The dimensions seem ideal, its 24w X 22d X 65h. It's on casters for easy transport. It has drawers for easy clean-up...top and bottom.
On a side note...do house windows block UVb rays?
It sounds like your mind is already made up about this because you've dismissed everything everyone has offered as advice. Not that there's anything wrong with that if it's what you want to do.
For what it's worth, here's some more advice. Bird cages can work, my first cham came from someone else in a bird cage. I found it difficult to feed even crickets because even with a cup if the crickets got out (which they always managed to do) then they were everywhere in no time. Anything besides crickets and meal/super worms were out of the question because any worm with sticky feet could just crawl right out. (I don't touch roaches.) It's easier to keep up humidity in the screen cages. And even well made bird cages DO rust. Takes a while because they're coated, but with the amount of water used for chams it does happen.

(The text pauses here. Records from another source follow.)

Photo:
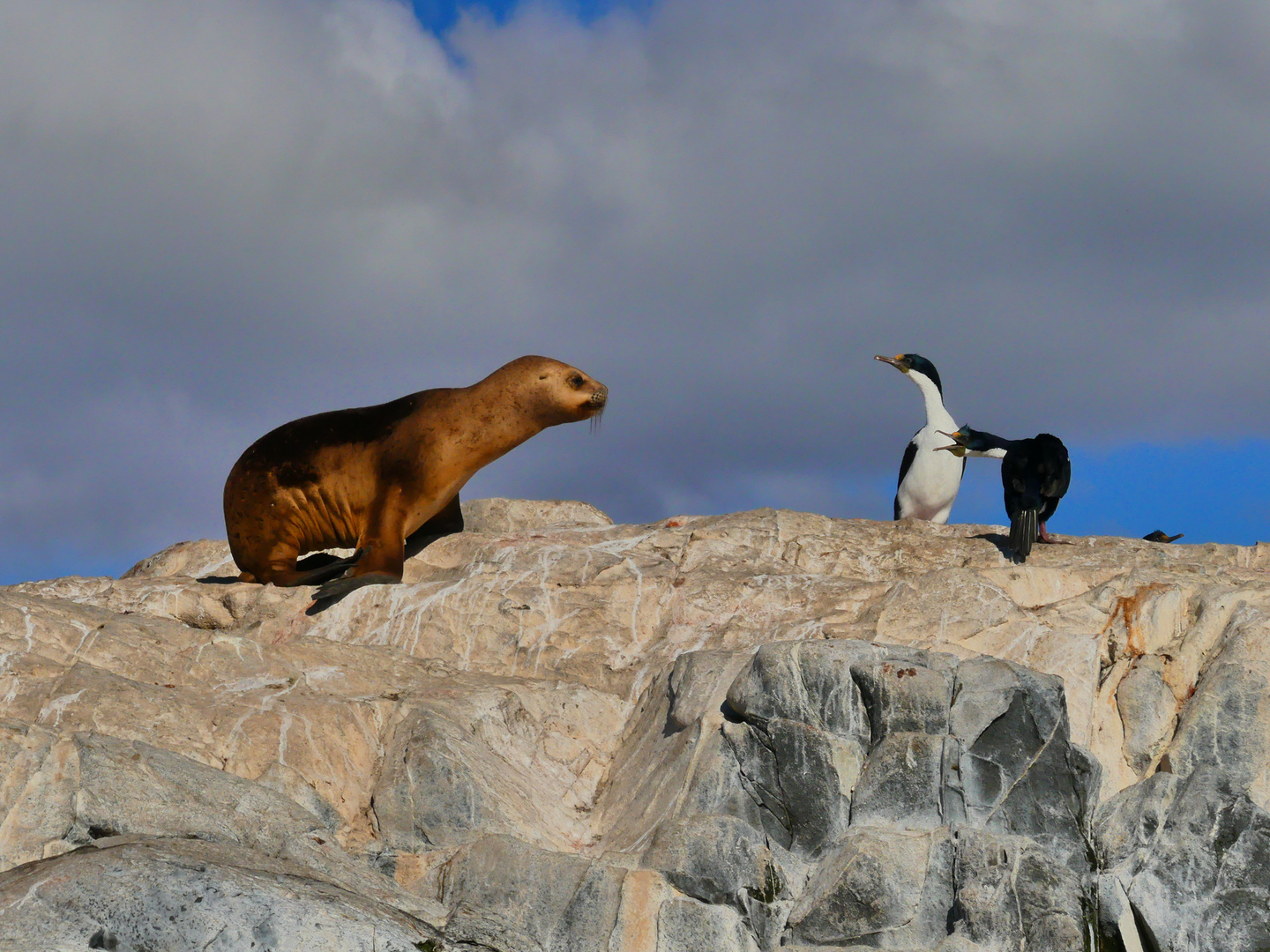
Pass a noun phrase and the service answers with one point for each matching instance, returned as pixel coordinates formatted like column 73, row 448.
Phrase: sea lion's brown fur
column 385, row 479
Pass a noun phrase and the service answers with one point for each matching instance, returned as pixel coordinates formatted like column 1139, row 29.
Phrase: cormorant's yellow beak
column 955, row 449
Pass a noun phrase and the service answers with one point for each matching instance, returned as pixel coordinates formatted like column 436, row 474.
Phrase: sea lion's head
column 554, row 391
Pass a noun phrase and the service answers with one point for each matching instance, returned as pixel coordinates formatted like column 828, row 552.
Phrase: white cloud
column 721, row 210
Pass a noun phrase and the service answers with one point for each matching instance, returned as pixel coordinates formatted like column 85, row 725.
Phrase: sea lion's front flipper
column 447, row 522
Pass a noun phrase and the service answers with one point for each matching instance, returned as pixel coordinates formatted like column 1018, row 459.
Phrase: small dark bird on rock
column 1034, row 472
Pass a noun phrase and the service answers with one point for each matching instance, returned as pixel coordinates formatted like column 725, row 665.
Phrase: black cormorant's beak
column 897, row 362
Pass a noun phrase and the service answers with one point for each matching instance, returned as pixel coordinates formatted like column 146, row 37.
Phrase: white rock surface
column 550, row 692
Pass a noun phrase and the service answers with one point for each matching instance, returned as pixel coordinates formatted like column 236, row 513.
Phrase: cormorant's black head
column 915, row 363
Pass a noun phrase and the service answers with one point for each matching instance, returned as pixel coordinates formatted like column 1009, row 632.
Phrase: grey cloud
column 251, row 211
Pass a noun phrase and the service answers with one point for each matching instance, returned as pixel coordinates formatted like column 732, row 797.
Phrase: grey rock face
column 1192, row 857
column 743, row 733
column 190, row 896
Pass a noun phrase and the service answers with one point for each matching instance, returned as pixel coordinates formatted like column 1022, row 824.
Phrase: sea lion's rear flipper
column 332, row 591
column 323, row 566
column 447, row 522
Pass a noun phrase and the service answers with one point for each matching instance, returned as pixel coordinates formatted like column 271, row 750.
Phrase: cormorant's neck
column 937, row 415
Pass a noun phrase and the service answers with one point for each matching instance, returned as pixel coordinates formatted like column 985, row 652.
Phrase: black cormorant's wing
column 909, row 455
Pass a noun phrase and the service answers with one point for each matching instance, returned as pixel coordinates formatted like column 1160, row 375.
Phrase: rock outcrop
column 750, row 732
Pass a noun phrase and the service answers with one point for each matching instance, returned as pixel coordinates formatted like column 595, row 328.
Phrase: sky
column 227, row 215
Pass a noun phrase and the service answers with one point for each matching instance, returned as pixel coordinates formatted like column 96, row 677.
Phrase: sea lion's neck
column 497, row 417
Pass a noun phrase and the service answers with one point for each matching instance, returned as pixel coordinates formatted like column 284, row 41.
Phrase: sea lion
column 385, row 479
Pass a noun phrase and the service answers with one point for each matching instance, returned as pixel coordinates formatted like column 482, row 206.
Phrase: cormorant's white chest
column 929, row 487
column 930, row 478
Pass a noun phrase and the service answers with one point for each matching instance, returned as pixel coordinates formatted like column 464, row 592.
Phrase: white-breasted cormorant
column 929, row 481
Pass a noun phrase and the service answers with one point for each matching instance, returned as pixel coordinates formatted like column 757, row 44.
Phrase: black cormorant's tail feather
column 1022, row 533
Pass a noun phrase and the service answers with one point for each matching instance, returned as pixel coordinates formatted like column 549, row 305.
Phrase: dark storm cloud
column 227, row 215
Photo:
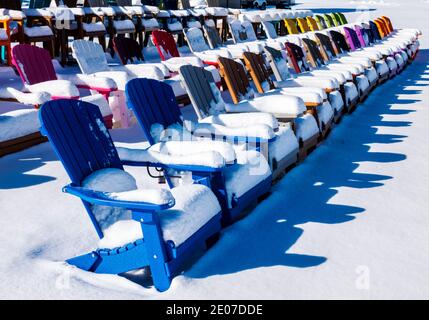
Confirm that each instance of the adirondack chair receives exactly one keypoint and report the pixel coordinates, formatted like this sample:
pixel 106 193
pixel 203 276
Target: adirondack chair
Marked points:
pixel 342 47
pixel 239 36
pixel 373 72
pixel 5 38
pixel 394 51
pixel 321 23
pixel 303 25
pixel 330 23
pixel 291 26
pixel 30 26
pixel 19 129
pixel 314 98
pixel 211 108
pixel 171 57
pixel 356 69
pixel 312 23
pixel 284 79
pixel 236 186
pixel 37 72
pixel 215 42
pixel 159 230
pixel 298 60
pixel 287 108
pixel 196 42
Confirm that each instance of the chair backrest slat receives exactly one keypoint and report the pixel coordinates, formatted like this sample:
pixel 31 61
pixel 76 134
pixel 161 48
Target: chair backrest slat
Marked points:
pixel 128 50
pixel 90 56
pixel 153 102
pixel 34 64
pixel 200 84
pixel 260 75
pixel 79 137
pixel 165 44
pixel 235 77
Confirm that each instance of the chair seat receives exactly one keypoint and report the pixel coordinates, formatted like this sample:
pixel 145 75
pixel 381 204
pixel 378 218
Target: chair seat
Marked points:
pixel 38 31
pixel 251 169
pixel 93 27
pixel 18 123
pixel 124 26
pixel 58 89
pixel 174 64
pixel 3 35
pixel 174 26
pixel 150 24
pixel 195 206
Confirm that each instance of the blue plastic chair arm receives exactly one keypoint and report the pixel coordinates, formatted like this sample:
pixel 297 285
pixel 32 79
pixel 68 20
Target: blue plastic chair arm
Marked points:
pixel 102 198
pixel 179 167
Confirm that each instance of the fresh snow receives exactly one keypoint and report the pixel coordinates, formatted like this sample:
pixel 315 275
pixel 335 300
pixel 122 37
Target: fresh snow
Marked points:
pixel 349 222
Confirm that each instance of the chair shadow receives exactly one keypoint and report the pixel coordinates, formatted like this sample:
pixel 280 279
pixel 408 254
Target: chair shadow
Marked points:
pixel 304 195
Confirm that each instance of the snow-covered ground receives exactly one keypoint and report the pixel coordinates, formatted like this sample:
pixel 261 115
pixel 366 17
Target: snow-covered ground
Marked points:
pixel 350 222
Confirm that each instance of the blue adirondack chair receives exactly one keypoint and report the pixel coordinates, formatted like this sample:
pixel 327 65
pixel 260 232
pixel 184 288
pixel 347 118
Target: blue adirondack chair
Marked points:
pixel 153 102
pixel 82 143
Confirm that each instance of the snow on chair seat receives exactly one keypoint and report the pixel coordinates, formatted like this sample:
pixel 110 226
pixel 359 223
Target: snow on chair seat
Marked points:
pixel 315 98
pixel 200 48
pixel 97 155
pixel 288 108
pixel 19 129
pixel 211 109
pixel 160 117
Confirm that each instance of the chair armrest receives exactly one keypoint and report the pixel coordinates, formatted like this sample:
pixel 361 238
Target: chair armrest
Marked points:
pixel 104 199
pixel 196 162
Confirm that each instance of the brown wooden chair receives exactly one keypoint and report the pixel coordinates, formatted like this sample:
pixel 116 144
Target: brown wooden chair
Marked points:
pixel 239 87
pixel 315 99
pixel 32 26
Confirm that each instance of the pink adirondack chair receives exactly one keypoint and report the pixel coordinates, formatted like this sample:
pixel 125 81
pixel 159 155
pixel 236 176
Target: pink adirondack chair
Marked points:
pixel 38 74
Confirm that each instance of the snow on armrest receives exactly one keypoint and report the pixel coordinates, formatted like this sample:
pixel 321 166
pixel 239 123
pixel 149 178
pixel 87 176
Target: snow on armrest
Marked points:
pixel 37 13
pixel 147 199
pixel 249 132
pixel 142 71
pixel 324 83
pixel 196 154
pixel 90 81
pixel 36 98
pixel 237 120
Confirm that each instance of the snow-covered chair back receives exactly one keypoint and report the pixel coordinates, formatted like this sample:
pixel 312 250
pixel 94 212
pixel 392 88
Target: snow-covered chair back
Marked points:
pixel 165 44
pixel 277 63
pixel 297 57
pixel 326 44
pixel 90 56
pixel 352 38
pixel 202 90
pixel 269 29
pixel 250 32
pixel 237 30
pixel 257 68
pixel 212 35
pixel 339 41
pixel 128 50
pixel 68 123
pixel 34 64
pixel 236 79
pixel 153 103
pixel 196 41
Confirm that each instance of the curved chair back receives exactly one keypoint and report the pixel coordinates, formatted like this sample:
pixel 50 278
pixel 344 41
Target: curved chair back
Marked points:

It might take some adjustments and adapting on your part to make it work. Also if you take a look around some of the pictures posted on here some of the screen cage setups are just gorgeous - look like a true rainforest. I think they're prettier than any of the bird cage setups I've seen. Horizontal branches are not the only option. I wire the bendy branches to the screen and can make awesome setups without any unsightly restraints.
And no, glass and even plastic do not allow UVB to pass through. You have to have adequate UVB for your cham to be healthy.